SegmenNews.com– Ikon Timnas Argentina pada Piala Dunia 1986, Diego Maradona mengaku tidak mengetahui ada agenda coaching clinic yang berlangsung pada Sabtu 29 Juni 2013 kemarin. Mardona juga merasa dibohongi karena panitia ternyata menyelipkan acara tersebut dalam kunjungannya ke Indonesia.

Sebelumnya, orang tua para peserta coaching clinic yang berasal dari SSB Boca Juniors kecewa karena Maradona batal memberi pelatihan kepada anak-anak mereka. Saat berkunjung ke Stadion Utama Gelora Bung Karno (SUGBK), Senayan, Maradona hanya tampil selama 15 menit tanpa memberi pelatihan.

“Saya tahu ada SSB Boca Juniors. Tapi saya tidak tahu ada coaching clinic dengan anak-anak Boca Juniors. Berarti, ada yang berbohong kepada saya mengenai hal ini. Saya tak pernah janji apapun akan melakukan coaching clinic, termasuk dengan SSB Boca Juniors,” ujar Maradona dalam jumpa pers sore tadi.

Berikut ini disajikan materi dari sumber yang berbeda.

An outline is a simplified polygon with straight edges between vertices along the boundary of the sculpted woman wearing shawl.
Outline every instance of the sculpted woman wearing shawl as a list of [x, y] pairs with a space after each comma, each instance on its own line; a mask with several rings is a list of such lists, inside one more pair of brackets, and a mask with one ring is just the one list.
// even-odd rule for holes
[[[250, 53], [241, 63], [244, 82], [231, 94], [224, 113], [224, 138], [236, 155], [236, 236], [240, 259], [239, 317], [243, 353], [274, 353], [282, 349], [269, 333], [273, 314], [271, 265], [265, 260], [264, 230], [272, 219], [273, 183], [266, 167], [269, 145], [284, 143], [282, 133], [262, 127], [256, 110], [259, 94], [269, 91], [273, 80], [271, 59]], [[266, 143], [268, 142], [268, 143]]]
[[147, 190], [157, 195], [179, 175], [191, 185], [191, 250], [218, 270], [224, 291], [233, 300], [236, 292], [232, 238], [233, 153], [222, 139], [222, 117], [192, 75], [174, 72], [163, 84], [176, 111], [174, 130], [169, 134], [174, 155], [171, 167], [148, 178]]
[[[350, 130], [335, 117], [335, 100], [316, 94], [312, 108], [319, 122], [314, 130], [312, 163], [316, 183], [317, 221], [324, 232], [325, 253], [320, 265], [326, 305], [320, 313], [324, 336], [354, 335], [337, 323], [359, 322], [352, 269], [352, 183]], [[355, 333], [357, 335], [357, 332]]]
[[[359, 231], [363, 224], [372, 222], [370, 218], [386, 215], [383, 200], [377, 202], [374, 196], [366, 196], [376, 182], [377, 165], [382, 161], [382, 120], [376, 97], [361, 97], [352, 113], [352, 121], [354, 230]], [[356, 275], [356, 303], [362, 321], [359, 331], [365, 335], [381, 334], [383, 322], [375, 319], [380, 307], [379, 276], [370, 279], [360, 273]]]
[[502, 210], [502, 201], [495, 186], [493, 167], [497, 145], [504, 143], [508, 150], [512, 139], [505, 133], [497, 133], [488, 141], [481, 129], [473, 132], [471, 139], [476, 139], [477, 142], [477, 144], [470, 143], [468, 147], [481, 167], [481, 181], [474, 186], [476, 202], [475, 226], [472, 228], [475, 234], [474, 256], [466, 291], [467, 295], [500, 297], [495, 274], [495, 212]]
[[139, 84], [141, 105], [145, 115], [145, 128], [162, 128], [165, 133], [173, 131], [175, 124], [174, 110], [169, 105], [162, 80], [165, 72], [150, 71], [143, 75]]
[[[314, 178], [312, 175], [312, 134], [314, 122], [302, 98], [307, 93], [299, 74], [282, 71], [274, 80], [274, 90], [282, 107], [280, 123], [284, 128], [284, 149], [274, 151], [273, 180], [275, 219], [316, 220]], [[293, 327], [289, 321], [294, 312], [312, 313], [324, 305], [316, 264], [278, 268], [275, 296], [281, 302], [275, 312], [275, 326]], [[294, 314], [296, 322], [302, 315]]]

Maradona sendiri mengaku tidak keberatan bila diminta untuk mengikuti coaching clinic. “Saya mungkin ingin melatih mereka dan itu bukan masalah, tapi asal tidak ada yang berbohong soal itu. Jangan pernah membohongi anak-anak,” katanya.

Terkait hal ini, Ketua Promotor kedatangan Maradona ke Indonesia, Eddy Sofyan menyatakan, sejak awal telah memiliki kontrak terkait agenda coaching clinic. Namun pihaknya terpaksa menunda hal itu karena membludaknya peserta.

“Kami telah menyiapkan untuk coaching clinic. Anda telah melihat sendiri persiapan kemarin. Tapi situasinya situasional, peserta membludak. Nanti kami akan memberikan penjelasan lagi,” ucap Eddy singkat.